L’aîné, André, est mort en 1802 : il ne lui aura manqué que trois semaines pour fêter son premier anniversaire. Le nom de ses parents, tel qu’il est consigné dans son acte de sépulture, n’est pas alors PACIOREK, mais SZYIA. Ce qui nous mènera tout droit ensuite vers le décès de la mère Marcianne SZYIA, le 23 mars 1836, toujours à Cegielnia. Et ce qui nous fera aussi découvrir, vivant dans la même localité et dans les mêmes années, un Woïtek SZYIA dit SZYMCZAK, deux fois marié, qu’on verrait assez bien comme oncle de Rosalie …

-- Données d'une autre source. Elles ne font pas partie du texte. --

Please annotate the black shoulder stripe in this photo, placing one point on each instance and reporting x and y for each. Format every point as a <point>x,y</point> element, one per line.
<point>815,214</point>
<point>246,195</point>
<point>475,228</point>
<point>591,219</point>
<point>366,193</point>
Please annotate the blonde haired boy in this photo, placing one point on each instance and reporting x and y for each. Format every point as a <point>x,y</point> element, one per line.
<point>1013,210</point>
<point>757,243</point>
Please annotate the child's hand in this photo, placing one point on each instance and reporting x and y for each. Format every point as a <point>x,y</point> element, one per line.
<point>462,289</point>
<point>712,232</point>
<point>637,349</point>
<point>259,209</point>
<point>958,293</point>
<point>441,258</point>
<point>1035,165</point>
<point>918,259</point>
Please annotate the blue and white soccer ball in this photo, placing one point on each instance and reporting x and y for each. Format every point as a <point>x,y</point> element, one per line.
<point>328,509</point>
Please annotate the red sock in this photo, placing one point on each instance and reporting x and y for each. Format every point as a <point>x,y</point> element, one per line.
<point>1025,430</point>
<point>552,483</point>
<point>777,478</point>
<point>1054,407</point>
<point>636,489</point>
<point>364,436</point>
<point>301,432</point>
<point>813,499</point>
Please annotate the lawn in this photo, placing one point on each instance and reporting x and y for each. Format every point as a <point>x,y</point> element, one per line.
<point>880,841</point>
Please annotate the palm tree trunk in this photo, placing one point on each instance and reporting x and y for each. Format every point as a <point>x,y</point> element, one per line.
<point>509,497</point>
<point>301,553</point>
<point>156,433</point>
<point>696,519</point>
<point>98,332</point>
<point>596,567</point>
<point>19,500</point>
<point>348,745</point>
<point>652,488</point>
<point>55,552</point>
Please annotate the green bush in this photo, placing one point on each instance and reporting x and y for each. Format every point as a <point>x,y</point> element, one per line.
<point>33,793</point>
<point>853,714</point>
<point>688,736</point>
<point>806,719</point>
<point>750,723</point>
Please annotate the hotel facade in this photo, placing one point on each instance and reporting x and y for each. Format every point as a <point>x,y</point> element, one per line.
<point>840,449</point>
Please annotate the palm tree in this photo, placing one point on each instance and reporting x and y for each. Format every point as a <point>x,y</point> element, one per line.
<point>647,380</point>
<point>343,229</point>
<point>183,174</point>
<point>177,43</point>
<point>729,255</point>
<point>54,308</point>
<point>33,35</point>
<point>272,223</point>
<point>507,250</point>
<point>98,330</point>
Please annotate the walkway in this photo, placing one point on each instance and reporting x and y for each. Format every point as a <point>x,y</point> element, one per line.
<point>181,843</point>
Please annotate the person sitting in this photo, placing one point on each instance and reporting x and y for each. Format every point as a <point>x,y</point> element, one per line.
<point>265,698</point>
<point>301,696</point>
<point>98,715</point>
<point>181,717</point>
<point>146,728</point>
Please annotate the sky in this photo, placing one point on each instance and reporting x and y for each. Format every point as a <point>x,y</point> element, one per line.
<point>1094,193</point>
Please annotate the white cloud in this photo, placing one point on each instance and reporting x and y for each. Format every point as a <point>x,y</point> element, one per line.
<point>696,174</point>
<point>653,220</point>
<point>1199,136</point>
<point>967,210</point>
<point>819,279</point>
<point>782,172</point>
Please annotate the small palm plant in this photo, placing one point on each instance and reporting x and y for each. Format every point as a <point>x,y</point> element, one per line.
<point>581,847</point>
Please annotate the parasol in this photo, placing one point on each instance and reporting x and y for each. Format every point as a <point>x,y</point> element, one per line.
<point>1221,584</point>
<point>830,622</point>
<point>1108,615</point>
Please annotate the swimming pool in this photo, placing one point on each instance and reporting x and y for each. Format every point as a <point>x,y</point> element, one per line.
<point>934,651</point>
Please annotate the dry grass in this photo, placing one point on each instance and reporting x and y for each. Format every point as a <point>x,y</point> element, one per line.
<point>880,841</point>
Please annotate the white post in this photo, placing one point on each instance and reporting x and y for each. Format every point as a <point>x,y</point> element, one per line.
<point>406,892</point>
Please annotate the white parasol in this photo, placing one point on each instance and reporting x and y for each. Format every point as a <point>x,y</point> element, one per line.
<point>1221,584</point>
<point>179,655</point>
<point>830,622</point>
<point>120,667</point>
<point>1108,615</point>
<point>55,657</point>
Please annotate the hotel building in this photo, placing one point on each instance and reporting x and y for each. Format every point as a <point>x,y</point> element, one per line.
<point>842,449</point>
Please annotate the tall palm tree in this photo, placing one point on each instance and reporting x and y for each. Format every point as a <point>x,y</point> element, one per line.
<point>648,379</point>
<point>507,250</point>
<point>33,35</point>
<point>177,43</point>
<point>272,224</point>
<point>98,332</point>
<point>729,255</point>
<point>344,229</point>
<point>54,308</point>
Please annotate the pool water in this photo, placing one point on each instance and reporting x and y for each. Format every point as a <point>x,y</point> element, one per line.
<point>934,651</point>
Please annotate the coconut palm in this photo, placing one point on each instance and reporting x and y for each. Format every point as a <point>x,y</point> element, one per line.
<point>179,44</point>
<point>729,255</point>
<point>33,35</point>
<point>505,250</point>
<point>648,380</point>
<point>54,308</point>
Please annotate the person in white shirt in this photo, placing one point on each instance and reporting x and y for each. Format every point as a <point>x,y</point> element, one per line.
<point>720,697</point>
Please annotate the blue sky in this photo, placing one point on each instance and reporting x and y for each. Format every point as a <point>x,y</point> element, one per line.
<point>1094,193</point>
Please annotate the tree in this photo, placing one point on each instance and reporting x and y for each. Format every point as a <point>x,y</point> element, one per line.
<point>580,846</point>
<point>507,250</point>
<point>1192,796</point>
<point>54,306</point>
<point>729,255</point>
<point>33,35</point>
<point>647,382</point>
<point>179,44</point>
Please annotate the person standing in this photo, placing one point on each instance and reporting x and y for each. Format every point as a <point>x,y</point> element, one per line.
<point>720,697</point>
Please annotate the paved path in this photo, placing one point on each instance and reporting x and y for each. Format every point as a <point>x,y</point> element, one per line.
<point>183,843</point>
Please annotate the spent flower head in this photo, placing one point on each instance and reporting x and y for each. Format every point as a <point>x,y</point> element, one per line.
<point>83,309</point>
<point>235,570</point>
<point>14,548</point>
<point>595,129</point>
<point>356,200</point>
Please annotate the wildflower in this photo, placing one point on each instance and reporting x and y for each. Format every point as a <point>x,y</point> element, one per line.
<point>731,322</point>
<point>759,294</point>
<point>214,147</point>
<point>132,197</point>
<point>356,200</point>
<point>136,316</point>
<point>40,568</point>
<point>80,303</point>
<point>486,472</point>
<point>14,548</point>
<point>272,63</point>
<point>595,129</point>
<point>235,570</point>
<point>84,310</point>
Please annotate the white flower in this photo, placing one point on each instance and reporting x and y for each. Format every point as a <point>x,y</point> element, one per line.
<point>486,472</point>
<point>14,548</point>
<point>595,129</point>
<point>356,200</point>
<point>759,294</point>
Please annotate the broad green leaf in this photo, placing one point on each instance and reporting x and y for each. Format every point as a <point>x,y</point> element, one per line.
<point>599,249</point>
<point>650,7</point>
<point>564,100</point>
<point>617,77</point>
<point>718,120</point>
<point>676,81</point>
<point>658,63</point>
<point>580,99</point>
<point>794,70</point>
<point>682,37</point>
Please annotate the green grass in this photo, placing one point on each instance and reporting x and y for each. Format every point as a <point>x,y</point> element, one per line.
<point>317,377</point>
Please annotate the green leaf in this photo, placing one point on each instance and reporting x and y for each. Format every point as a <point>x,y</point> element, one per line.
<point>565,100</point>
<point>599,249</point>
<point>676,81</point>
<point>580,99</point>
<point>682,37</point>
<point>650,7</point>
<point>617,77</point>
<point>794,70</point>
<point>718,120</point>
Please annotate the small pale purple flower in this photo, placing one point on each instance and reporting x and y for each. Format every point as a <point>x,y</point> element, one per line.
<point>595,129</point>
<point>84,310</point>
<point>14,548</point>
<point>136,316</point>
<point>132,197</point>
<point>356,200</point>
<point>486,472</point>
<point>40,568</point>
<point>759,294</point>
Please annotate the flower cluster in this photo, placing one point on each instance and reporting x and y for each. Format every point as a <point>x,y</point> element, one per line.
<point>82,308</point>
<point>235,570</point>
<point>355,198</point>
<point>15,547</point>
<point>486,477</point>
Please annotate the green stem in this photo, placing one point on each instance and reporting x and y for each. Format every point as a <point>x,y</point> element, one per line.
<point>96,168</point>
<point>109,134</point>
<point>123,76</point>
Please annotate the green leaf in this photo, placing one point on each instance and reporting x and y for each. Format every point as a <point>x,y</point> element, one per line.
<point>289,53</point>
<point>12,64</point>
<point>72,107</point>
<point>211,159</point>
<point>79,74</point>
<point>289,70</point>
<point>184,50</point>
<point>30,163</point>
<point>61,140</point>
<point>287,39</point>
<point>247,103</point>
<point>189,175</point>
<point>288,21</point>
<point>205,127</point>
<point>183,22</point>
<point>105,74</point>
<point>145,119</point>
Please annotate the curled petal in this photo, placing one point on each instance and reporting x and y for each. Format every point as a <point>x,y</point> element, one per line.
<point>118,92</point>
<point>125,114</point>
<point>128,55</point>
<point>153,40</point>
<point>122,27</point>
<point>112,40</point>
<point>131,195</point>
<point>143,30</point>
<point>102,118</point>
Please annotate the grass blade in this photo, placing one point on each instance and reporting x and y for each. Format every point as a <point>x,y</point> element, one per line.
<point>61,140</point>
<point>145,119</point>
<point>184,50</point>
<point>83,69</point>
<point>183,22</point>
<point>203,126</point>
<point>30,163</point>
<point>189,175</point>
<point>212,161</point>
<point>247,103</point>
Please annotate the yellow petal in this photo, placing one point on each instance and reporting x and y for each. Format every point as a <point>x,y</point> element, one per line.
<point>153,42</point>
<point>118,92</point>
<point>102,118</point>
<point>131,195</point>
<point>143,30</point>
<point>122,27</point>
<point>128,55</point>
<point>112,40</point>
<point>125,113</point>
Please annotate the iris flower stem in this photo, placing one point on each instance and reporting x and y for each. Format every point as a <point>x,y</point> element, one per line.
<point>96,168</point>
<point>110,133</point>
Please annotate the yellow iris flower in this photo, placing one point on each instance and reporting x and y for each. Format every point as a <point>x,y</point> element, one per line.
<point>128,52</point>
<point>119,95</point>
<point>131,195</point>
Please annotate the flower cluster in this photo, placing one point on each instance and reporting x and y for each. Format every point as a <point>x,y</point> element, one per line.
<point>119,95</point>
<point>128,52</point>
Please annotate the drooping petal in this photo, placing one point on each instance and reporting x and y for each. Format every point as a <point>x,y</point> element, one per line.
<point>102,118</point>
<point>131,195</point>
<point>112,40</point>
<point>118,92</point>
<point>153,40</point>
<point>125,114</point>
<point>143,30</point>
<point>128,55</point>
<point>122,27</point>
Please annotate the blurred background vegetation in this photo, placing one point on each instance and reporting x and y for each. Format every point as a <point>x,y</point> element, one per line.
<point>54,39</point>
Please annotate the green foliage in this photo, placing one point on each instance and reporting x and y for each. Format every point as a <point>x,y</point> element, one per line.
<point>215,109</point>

Quant au second, Michel, mort âgé d’un an et dix mois en 1807, le contenu de son acte de décès permet pour ainsi dire une validation inespérée de l’hypothèse : les parents sont, cette fois, appelés ZAGRODZKI, ce qui fait resurgir un radical GROD qu’à la vérité on n’attendait plus !
Une pièce manque pourtant au dossier: le décès du père. Pierre sort du champ d’observation après 1807, on ignore pourquoi. Faut-il en appeler à la » grande histoire » ? Cette année-là est marquée par la fondation, voulue par Napoléon, d’un grand-duché de Varsovie placé sous administration française, incluant la Poznanie et la terre de Koźmin, et les retombées en termes d’imposition, de conscription et de service militaire ont été immédiatement ressenties … Jusqu’à quel point ces retombées ont pu concerner le père de Rosalie, ceci reste toutefois un mystère.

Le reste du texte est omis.